The latest Futurum Platform Engineering & Observability Study shows the impact:
Organizations adopting “actionable observability” and closing the loop between telemetry and remediation see a 47% reduction in incident response times and a 32% improvement in developer productivity metrics.
Real-World Action: From Watching to Doing
We’re seeing this shift play out, right now:
– OpenTelemetry, 2025: Now equipped with semantic context, OTEL unifies logs, metrics, and traces—making correlation a one-click affair, not a week-long slog.
– Smart Pipelines: Tools like Keptn and Argo Rollouts (with their cloud-native resurgence in 2025) use observability signals to drive automated canary analysis and progressive delivery, reducing human error and toil.
– AIOps Goes Mainstream: AI-driven observability, per Futurum’s 2025 survey, is now in production in over 64% of cloud-native enterprises.

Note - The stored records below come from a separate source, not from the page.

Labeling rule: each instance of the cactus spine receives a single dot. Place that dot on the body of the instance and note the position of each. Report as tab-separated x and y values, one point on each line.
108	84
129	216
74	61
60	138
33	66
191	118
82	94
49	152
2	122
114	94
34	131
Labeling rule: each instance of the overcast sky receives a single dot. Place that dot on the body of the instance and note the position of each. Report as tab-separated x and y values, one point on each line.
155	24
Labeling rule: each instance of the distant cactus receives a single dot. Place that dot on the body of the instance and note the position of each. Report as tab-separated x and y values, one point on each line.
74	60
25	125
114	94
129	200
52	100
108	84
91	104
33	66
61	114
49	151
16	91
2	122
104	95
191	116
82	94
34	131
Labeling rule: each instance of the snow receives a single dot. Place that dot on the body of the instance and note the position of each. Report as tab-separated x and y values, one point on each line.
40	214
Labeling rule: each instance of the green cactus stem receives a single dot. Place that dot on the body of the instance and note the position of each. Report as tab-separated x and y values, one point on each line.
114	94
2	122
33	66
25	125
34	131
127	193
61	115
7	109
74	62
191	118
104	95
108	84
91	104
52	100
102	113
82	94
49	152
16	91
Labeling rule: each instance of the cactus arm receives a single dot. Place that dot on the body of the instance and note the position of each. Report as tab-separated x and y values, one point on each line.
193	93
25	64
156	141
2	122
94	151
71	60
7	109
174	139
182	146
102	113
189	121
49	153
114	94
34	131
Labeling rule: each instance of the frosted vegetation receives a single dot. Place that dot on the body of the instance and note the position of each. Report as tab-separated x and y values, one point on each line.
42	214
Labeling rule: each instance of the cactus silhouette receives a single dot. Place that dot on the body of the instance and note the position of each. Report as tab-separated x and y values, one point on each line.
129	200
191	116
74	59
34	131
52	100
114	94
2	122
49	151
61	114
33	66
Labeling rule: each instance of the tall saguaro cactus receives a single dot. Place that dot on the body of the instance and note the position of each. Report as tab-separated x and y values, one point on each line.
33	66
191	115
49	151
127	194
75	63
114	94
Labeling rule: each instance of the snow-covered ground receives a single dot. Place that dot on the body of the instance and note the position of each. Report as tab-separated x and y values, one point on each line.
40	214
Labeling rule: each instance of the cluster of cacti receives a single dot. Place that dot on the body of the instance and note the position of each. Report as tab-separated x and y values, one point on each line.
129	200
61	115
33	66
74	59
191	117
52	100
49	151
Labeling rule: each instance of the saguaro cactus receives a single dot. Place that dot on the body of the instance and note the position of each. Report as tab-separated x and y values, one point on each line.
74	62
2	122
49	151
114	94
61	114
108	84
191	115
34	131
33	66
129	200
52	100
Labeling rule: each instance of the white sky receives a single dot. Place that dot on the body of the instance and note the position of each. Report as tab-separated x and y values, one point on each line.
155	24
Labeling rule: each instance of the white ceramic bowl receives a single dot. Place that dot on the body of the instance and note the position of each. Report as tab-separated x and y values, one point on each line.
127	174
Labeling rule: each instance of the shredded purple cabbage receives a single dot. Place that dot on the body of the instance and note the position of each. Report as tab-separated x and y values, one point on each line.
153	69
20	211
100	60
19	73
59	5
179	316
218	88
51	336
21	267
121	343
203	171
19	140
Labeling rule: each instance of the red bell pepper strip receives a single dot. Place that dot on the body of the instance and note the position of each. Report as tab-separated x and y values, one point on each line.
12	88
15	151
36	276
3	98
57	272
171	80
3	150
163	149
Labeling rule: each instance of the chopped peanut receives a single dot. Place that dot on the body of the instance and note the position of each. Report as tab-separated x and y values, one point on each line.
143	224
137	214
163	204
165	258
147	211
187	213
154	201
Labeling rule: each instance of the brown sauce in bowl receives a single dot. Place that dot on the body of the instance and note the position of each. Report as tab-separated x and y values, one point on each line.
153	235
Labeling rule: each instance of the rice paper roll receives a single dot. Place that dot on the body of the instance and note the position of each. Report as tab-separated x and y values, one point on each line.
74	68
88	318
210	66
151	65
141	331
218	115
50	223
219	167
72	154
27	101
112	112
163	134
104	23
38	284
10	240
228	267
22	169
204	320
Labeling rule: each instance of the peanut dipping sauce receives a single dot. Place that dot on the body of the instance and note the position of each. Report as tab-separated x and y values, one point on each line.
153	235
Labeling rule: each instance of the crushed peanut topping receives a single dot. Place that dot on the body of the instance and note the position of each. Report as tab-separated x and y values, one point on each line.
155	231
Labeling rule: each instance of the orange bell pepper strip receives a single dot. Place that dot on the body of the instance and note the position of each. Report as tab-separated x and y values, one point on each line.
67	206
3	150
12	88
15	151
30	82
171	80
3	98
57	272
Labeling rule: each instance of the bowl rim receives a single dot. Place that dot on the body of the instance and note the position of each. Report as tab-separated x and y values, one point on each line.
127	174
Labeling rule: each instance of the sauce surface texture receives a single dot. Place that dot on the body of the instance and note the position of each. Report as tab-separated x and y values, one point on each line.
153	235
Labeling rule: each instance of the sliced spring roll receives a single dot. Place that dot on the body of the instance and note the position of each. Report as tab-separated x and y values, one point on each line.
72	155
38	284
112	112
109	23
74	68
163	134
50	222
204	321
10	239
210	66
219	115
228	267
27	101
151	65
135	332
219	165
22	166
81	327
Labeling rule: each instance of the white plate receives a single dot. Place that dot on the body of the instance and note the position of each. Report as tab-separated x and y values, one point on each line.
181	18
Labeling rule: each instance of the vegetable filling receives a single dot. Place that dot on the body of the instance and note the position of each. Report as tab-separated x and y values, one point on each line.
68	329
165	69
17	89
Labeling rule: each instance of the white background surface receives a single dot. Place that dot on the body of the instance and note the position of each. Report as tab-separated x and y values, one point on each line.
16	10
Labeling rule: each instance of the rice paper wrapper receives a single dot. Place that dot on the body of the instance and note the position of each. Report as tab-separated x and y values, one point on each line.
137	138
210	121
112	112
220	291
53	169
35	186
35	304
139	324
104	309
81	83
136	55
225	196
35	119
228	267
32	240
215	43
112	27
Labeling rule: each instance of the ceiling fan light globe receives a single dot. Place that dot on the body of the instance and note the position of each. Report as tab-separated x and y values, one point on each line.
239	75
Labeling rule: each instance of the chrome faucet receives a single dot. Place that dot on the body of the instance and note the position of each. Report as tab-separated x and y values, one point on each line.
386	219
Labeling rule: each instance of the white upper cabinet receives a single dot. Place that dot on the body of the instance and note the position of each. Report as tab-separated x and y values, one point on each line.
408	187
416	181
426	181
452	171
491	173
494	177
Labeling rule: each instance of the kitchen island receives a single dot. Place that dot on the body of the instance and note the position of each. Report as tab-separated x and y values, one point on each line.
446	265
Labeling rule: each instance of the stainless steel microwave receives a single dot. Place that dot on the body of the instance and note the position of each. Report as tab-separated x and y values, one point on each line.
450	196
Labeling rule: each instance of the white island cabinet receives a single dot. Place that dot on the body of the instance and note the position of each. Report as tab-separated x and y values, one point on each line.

These systems automatically spot anomalies, suggest remediations, and trigger workflows—freeing engineers for higher-value work.
Shimmy’s Take: Don’t Just Observe — Act
I’ve been in this industry long enough to remember when “actionable intelligence” was just a dream. For years, collection masqueraded as control; drowning in logs was mistaken for being in command. And sure, the dashboards have never looked better.
But here’s the bottom line: If you’re not automating the next step, you’re just admiring the chaos in 4K. Actionable observability isn’t icing—it’s the whole cake. And platform engineering is the perfect place to bake it in, by design.
Navigating the Risks: Automation With Judgment
Let’s not get carried away by the vision. Too much automation, especially when the system is a “black box,” can create its own disasters:
– False positives can roll back healthy releases or cause unnecessary outages.
– Engineers are slow to trust what they can’t see—or can’t explain.
– Complex incidents still need “human-in-the-loop” judgment.
The goal isn’t to automate humans out of the loop — it’s to automate the noise, so humans can focus on strategy. Per Futurum’s 2025 pulse, leading orgs keep a “human override” option and invest in explainable AI to build trust in automated decisions.
Closing Thoughts: See Less. Do More.
Observability got us the visibility. Platform engineering gives us the opportunity to make that visibility count — by closing the loop from data to action, elevating developer experience, and tying system health directly to business outcomes.
The future isn’t about building *more* dashboards. It’s about building platforms that act when it matters and empower people when it counts.
Because at the end of the day, nobody gets promoted for collecting more data. You get promoted for delivering reliability, velocity and real business value. And, in 2025, that means making observability truly actionable — by design.